You’ll also find that you get a ‘User Experience’ score here, which is very useful for telling you about your mobile compatibility.
Don’t worry too much though if your page speed seems low. BIG successful websites like Facebook actually have a low mobile score (Facebook’s is currently 43/100!). The Verge has an awful 14/100 for mobile page speed and only 51/100 for desktop.
Do your best, but apply some common sense to the suggestions as they won’t all be relevant.
GTMetrix has long been a favorite tool for many webmasters with the biggest advantage being that it’s comprehensive and in-depth. As with Google Insights, all you need to do is to enter your URL and hit analyze to see your results.

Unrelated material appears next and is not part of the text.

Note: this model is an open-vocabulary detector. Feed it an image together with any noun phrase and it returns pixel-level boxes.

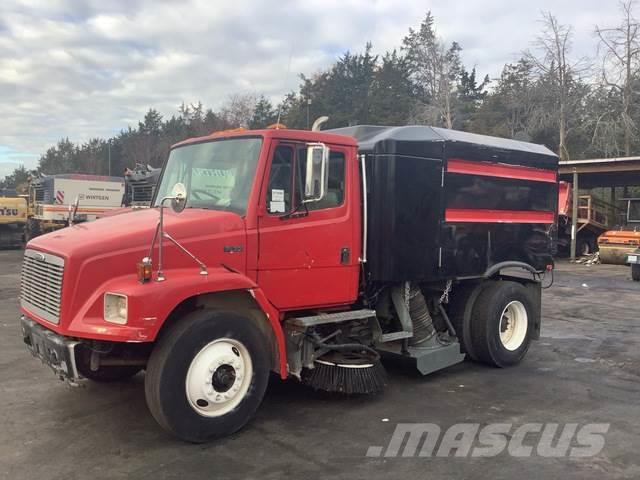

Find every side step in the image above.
[286,308,376,328]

Again like Google, it also gives you a ton of potential solutions which are marked in terms of priority. Many of these are very simple to fix – for instance you will get recommendations such as specifying image dimensions and optimizing images. Like Google Insights, it also shows you the things you’re doing correctly – which is a nice touch.
Interestingly, you also get a ‘YSlow’ score here, which is a tool that grades websites on a number of predefined rules for optimal performance. Again, some suggestions may not be relevant. Not everyone for instance will need or want to use a content delivery network.
So which of these tools should you use?
Well… both obviously. It only takes a quick go with these tools to see that they often provide different results and the more suggestions you can get, the better. Put your site through both of these and while you’re at it, try WebPageTest.org as well. This site gives you some more interesting information such as the time it takes to load a site for the first time, versus the time it takes to load the second time (as a result of caching etc.).
If you were to only use one tool though, then the recommendation would have to be that you go with Google Insights, which is likely to have the best impact on your SEO. After all, Google make the rules when it comes to search ranking so it’s best to listen to them!